In kurzen Tests gibt es keine Probleme. Aber ist 47K zu schwach, um 
später, in der realen Umgebung, Resets durch Störungen zu vermeiden??

* 
https://www.mouser.de/ProductDetail/NXP-Semiconductors/SC16IS750IBS128?qs=LOCUfHb8d9u%252B6gAtDhpGMg%3D%3D

von MaWin (Gast)


Bewertung
0 lesenswert
nicht lesenswert
Hängt vom Leckstrom deines Kondensators ab, und ggf. dem Eingangsstrom 
des RST Pins.
47k werden die Funktion nicht beeinträchtigen, bei längeren Leitungen 
(ISP-Stecker an RST) kann es aber EMV Probleme geben. Aber eigentlich 
nur wenn kein Kondensator dran ist.

von No Y. (noy)


Bewertung
0 lesenswert
nicht lesenswert
Laut Datenblatt haben die Eingänge von 1uA bis 30uA (zu reset steht 
explizit nichts da).
Also von der Seite her sollte das gehen. Und dein Kondensator wird wohl 
auch keinen Leakage im mA Bereich haben.

von Dmr (Gast)


Bewertung
0 lesenswert
nicht lesenswert
Danke für die Einschätzungen. Verstehe ich richtig, dass der mögliche 
Strom durch den Pull-Up (3,3V / 47000Ohm = 70 uA) nur größer sein muss, 
als der Leckstrom, um den /Reset-Eingang auf High zu halten?
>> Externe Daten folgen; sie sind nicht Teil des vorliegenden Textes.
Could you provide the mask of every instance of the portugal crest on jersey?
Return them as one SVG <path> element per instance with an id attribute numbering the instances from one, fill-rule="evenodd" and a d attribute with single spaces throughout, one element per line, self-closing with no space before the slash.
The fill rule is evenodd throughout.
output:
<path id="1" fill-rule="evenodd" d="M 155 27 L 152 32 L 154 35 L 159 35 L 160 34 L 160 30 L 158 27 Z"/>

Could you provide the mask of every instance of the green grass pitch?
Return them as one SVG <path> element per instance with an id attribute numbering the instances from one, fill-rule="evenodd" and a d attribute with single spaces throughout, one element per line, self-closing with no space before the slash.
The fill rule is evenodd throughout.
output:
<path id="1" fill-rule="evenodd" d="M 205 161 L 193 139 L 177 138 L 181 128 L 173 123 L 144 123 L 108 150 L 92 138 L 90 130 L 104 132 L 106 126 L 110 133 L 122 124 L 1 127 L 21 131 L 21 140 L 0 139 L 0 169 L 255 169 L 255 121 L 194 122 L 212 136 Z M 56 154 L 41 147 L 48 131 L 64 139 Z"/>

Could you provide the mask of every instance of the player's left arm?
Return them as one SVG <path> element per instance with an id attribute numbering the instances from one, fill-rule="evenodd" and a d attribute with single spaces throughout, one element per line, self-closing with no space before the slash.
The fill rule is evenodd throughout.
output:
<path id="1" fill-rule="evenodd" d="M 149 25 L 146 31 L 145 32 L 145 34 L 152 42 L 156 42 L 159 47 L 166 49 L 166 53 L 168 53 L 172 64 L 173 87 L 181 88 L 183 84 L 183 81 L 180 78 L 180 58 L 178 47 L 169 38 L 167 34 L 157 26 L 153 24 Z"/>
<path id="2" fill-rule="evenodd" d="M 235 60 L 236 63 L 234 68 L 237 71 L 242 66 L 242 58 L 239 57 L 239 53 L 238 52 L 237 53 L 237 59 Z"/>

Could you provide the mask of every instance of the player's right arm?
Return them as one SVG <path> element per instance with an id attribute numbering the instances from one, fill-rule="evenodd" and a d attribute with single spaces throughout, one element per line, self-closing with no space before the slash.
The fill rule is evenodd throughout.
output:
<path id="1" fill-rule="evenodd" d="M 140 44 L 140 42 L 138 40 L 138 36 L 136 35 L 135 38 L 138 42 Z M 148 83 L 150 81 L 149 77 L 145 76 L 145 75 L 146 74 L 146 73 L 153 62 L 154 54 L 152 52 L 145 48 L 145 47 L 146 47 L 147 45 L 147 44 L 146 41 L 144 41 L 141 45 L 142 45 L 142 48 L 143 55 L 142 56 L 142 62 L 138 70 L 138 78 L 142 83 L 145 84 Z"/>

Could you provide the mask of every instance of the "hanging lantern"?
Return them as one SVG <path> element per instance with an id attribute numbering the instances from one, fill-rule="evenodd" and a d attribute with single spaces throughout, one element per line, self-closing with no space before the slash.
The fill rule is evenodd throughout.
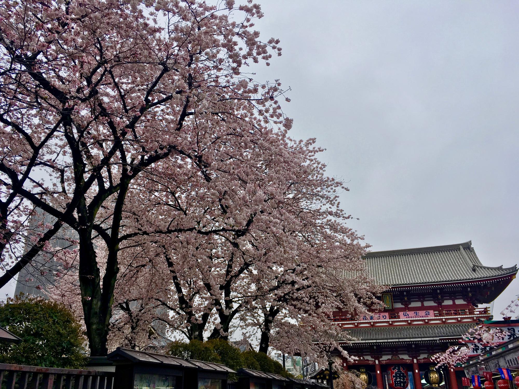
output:
<path id="1" fill-rule="evenodd" d="M 373 383 L 373 376 L 371 373 L 369 371 L 366 371 L 366 369 L 362 368 L 359 370 L 360 370 L 360 374 L 359 376 L 359 378 L 360 380 L 366 385 L 371 385 Z"/>
<path id="2" fill-rule="evenodd" d="M 438 386 L 443 382 L 443 374 L 441 370 L 435 370 L 434 366 L 430 366 L 428 370 L 424 373 L 425 382 L 433 386 Z"/>
<path id="3" fill-rule="evenodd" d="M 391 389 L 405 389 L 409 386 L 407 369 L 401 365 L 393 365 L 388 369 L 389 387 Z"/>

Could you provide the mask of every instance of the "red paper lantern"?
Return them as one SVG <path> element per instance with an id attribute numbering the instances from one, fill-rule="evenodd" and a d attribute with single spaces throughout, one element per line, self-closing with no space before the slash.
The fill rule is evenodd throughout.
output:
<path id="1" fill-rule="evenodd" d="M 393 365 L 388 369 L 389 372 L 389 387 L 391 389 L 405 389 L 409 386 L 407 369 L 401 365 Z"/>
Und wenn 
das der Fall ist, macht ein stärkere Pull-Up die Sache nicht im 
geringsten stabiler? Einen Kondensator habe ich nämlich nicht dran - nur 
den Pull-Up.

von Veit D. (devil-elec)


Bewertung
-1 lesenswert
nicht lesenswert
Hallo,

nur zur Vollständigkeit. AVR042. Mit deinen 4,7k liegst du zufällig 
genau richtig.

http://ww1.microchip.com/downloads/en/appnotes/atmel-2521-avr-hardware-design-considerations_applicationnote_avr042.pdf

von Nick M. (Gast)


Bewertung
-2 lesenswert
nicht lesenswert
Veit D. schrieb:
> Mit deinen 4,7k liegst du zufällig genau richtig.

Die Angabe hat mich jetzt bissl gewundert. In der AppNote steht:
The recommended pull-up resistor value is 4.7kΩ or larger when using 
STK®600 for programming. For DebugWIRE to function properly, the pull-up 
must not be less than 10kΩ.

Unterstreichungen durch mich.
Ich hätte (jaja, hinterher ...:-) ) einfach 10k hergenommen.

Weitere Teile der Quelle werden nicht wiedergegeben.